Keywords: Sample preparation, bio analysis, Solid-phase extraction.

INTRODUCTION

Analysis of drug/metabolites/biomarkers

(qualitative/ quantitative) in biological matrices such as plasma, serum, whole blood, urine, saliva, tissues, etc., is commonly termed ‘bioanalysis’. It is an imperative part of overall drug development process starting with in vitro/in situ testing, pre-clinical studies through to clinical studies. In today’s high-throughput drug discovery industry, bioanalytical laboratories usually operate under pressure to meet the demands and reduce development times. As the results of the bioanalysis directly affect the clinical decision-making process, bioanalytical processes are part of regulatory filings. Thus to improve and regulate these findings, regulatory agencies worldwide have issued guidelines and procedures to ensure the quality of bioanalytical data [1].

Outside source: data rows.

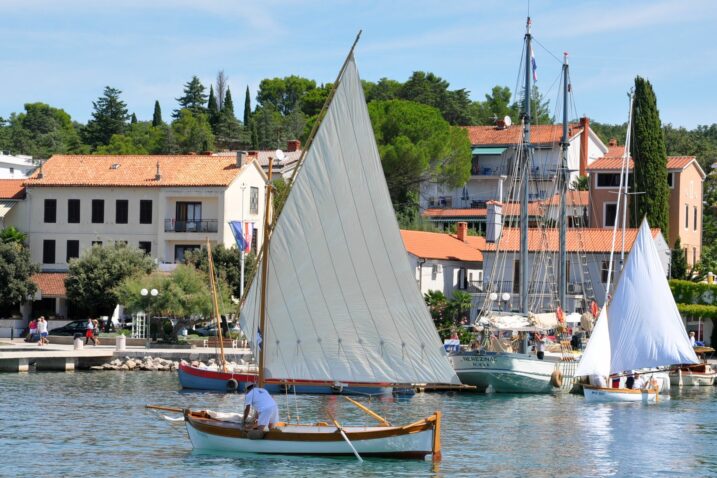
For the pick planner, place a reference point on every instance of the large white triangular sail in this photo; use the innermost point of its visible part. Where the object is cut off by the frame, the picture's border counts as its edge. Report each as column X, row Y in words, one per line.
column 596, row 358
column 646, row 329
column 342, row 300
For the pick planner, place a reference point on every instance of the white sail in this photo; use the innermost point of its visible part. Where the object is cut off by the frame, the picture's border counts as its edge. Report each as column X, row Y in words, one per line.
column 342, row 300
column 596, row 358
column 646, row 329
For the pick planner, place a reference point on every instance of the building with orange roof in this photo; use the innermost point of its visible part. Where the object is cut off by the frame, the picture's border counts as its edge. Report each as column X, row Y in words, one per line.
column 445, row 262
column 685, row 178
column 495, row 151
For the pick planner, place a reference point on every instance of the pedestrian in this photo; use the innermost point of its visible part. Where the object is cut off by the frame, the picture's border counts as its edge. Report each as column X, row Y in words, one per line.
column 89, row 332
column 264, row 404
column 42, row 329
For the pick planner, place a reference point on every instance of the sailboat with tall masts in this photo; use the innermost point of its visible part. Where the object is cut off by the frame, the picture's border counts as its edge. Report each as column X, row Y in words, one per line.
column 492, row 368
column 336, row 299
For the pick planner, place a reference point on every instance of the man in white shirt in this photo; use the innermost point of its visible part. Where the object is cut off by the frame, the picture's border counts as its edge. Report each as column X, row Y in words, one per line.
column 264, row 405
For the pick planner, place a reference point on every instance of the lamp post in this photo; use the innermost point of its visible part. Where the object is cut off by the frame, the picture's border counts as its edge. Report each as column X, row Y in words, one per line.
column 241, row 285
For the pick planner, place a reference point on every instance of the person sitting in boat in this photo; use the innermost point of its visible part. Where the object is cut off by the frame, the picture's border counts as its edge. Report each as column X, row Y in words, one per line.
column 264, row 404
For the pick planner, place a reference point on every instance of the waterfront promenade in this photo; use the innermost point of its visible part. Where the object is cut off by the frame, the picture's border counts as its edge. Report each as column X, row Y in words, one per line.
column 18, row 356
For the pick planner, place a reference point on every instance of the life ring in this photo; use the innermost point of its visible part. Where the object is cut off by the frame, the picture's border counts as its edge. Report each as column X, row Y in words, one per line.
column 556, row 378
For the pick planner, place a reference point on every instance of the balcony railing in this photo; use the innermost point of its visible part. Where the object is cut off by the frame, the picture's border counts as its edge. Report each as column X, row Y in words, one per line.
column 204, row 225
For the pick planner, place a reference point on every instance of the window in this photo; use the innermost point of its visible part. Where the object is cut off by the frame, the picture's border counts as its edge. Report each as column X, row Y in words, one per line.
column 50, row 210
column 608, row 180
column 98, row 211
column 145, row 211
column 146, row 246
column 610, row 214
column 73, row 250
column 254, row 200
column 48, row 251
column 687, row 216
column 121, row 211
column 73, row 211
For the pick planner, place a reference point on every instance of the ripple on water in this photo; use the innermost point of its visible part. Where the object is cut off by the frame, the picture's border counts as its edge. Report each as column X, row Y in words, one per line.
column 82, row 422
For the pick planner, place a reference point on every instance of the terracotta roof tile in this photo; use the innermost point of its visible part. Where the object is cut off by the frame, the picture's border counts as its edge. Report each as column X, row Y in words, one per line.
column 131, row 170
column 12, row 189
column 51, row 284
column 436, row 245
column 594, row 239
column 539, row 134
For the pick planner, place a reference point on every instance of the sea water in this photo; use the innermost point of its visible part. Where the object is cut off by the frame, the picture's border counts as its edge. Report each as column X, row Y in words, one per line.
column 95, row 424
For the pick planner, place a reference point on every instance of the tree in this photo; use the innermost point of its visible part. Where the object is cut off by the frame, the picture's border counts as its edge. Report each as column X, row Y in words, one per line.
column 678, row 266
column 247, row 107
column 650, row 158
column 193, row 132
column 16, row 270
column 193, row 99
column 157, row 115
column 416, row 145
column 108, row 118
column 92, row 278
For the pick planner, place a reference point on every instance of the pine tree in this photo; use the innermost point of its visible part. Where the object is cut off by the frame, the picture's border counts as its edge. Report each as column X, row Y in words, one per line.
column 650, row 158
column 194, row 98
column 247, row 107
column 108, row 118
column 212, row 109
column 157, row 116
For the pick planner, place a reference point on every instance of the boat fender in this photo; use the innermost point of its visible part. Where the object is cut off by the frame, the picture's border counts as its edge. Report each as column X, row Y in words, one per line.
column 556, row 378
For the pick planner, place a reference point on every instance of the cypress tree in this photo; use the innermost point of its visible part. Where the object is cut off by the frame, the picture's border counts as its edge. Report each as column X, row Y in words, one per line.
column 157, row 116
column 212, row 108
column 247, row 107
column 650, row 158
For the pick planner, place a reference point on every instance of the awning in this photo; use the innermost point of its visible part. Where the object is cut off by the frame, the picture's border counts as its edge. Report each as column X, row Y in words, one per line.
column 5, row 207
column 488, row 150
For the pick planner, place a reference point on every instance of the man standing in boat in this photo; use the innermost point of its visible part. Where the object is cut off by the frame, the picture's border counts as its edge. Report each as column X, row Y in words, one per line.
column 264, row 404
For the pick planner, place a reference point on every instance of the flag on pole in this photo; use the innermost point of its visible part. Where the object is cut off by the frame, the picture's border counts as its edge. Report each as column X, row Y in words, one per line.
column 533, row 64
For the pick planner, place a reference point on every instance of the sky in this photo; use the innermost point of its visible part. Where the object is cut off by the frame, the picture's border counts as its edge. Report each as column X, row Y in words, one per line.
column 65, row 52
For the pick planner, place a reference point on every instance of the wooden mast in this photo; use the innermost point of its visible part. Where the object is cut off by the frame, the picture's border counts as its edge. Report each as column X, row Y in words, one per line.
column 264, row 266
column 215, row 305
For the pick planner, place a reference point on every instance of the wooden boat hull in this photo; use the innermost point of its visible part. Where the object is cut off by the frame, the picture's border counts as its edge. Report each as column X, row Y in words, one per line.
column 511, row 372
column 202, row 379
column 416, row 440
column 601, row 394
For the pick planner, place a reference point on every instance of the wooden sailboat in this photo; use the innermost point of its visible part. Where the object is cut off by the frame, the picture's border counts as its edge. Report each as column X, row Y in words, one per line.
column 336, row 300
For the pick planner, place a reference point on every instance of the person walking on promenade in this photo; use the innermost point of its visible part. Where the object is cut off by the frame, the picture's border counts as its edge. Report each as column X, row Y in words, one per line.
column 90, row 332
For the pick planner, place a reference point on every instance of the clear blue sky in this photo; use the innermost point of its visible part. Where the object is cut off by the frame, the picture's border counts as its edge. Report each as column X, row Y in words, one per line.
column 65, row 52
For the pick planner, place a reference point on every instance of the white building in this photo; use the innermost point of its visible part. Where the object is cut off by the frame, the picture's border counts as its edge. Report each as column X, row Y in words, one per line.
column 445, row 262
column 15, row 166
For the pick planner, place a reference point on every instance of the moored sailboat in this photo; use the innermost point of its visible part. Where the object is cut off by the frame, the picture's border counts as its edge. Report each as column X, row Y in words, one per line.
column 335, row 300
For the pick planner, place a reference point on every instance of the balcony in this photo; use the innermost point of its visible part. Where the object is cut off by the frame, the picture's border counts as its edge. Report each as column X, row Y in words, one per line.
column 203, row 225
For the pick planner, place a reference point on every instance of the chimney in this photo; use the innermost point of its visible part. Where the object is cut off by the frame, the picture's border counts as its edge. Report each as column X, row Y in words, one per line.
column 293, row 145
column 494, row 221
column 585, row 124
column 240, row 158
column 462, row 231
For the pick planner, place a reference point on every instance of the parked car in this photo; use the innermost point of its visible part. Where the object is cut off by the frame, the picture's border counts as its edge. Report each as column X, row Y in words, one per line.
column 71, row 328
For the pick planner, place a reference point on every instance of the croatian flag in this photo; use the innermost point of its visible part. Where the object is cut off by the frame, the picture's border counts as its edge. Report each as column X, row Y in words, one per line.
column 242, row 234
column 533, row 64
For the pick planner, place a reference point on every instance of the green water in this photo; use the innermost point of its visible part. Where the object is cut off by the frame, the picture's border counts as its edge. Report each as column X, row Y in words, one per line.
column 94, row 424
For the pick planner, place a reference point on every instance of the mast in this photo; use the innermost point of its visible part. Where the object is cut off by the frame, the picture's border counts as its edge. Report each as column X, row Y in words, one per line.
column 563, row 181
column 527, row 161
column 215, row 305
column 264, row 267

Sample preparation, also known as sample treatment/sample clean-up/sample extraction, is an integral part of bioanalytical method. In a clinical situation, the drug/metabolite/biomarker of interest is present in biological matrix which has a complex biochemical nature and comprises numerous components, viz. salts, acids, bases, proteins, cells, exogenous/endogenous small organic molecules like lipids and lipoproteins [2,3]. Effective sample preparation is a skill and accounts for up to 80% of

the total bioanalysis time [4,5]. It is also the most labour intensive and error-prone process in overall bioanalytical methodology. Conventionally, liquid–liquid extraction (LLE), protein precipitation (PP), solid-phase extraction (SPE) and dilute and shoot have been used as sample preparation techniques;

The analytical procedure usually comprises five steps: sampling, sample preparation, separation, detection, and data analysis. Each step is involved in obtaining correct results, but sampling and sample preparation are the key components of the analytical process. Over 80% of the analysis time is spent on these two steps. It is also important to keep in mind that all five of these analytical steps are consecutive, and the next step cannot begin until the preceding one has been completed. If one of these steps is not followed properly, performance of the procedure would be poor overall, errors would be introduced, and the results would be inconsistent [6,7].

There is therefore no doubt that proper sample preparation is a prerequisite for most analytical procedures. Analysts have responded to this challenge, so this article reviews recent sample-preparation techniques for analyzing pharmaceuticals in various samples. We give an overview of current developments in sample preparation and cite several applications in detail.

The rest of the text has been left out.